Marvell Technology has done it again — a 7.3% single-day gain on Tuesday pushed the stock to $297.89, capping a week that saw shorts surrender ground and analysts scramble to reprice targets they only just raised.
The analyst story is the most striking feature of this setup. Following the June 25 earnings print, the upgrade cycle has accelerated rather than cooled. UBS's Timothy Arcuri raised his target from $230 to $340 on Monday, keeping a Buy rating — a $110 move from a bellwether firm less than 48 hours ago. B of A Securities followed suit last week, lifting to $365 from $240 while maintaining Buy. Stifel moved to $350 from $321. The consensus mean of $249 now sits nearly $50 below the current price, which tells the real story: the Street is broadly constructive but still trailing a stock that has moved faster than the analyst community can publish. The trailing P/E has climbed to roughly 55x and the EV/EBITDA multiple is near 45x — both elevated, though the bear case on valuation has struggled to gain traction in the face of the data center growth narrative. Bulls are pointing to 9% sequential data center revenue growth and management's guidance of more than 50% year-over-year growth in the Interconnect business for FY27. The one genuine bear note is Cantor Fitzgerald, which kept a Neutral rating even while raising its target to $300 — essentially flagging that fair value may already be at hand.

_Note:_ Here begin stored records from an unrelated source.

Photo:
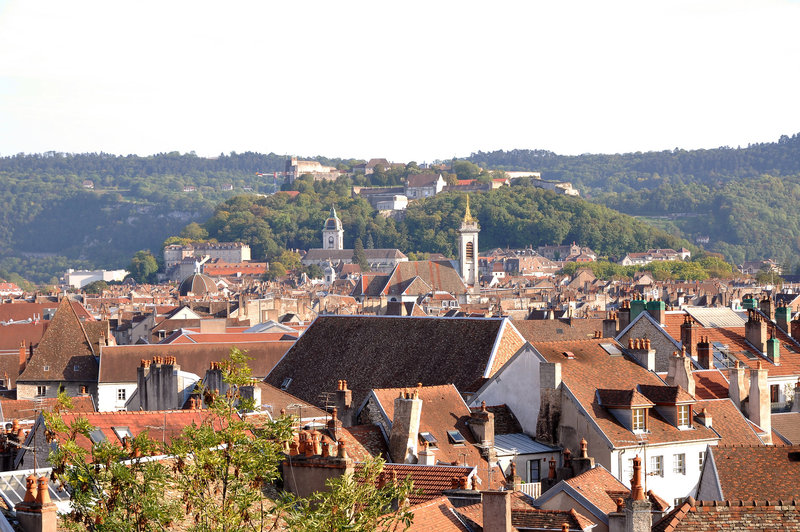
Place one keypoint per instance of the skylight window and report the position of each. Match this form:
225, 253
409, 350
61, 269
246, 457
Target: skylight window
122, 432
456, 437
430, 438
97, 436
611, 349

Short positioning has shifted meaningfully since the pre-earnings note published here on June 24. SI has fallen 10% on the week to 4.6% of free float, reversing the build that peaked at 5.0% on June 22. The borrow market has loosened dramatically since the earnings-driven squeeze attempt: availability has more than doubled on the week to 6,606%, meaning shares available to lend now outnumber those already borrowed by a factor of roughly 66. That is a very loose lending environment. Cost to borrow has eased 19% on the week to 0.36%, down sharply from the 0.57% peak hit on June 15. The short score reads 34.0 — mid-range, not signalling any acute pressure in either direction. Options positioning has normalised as the caution that built ahead of earnings has unwound: the put/call ratio at 1.10 is now fractionally below its 20-day average of 1.11, a z-score of -0.24, suggesting neither directional conviction nor hedging demand.

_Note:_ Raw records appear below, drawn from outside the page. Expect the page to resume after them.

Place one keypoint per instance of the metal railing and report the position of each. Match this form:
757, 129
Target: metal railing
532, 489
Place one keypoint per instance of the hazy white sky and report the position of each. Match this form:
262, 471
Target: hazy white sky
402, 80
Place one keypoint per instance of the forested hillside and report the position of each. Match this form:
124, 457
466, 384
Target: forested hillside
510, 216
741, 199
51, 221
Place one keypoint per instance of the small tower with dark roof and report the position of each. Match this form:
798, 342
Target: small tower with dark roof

The earnings reaction itself is worth noting for context. The June 25 print produced a -3.6% next-day move — modest given the volatility that preceded it. That compares to the prior May print, which generated a +3.2% day-one move and an extraordinary +59% over the following five trading sessions. The pattern from recent quarters is that the post-earnings drift has mattered more than the initial reaction, and the current five-day run of +6.8% is tracking that playbook.
CEO Matthew Murphy sold 7,500 shares at $298.76 on June 15, banking roughly $2.2 million. Division President Sandeep Bharathi sold just under 4,700 shares across two days around the same time. Both sales followed share awards earlier in the period and appear consistent with programmatic selling into the rally rather than a directional signal — but the net 90-day insider flow of $92 million sold against a stock up 45% in a month is worth monitoring as targets rise further.
The next earnings date is August 27. Between now and then, the debate will centre on whether the AI infrastructure spending cycle can sustain the Interconnect growth guidance that has driven the re-rating, or whether the stock's distance from consensus targets begins to weigh on incremental buyers.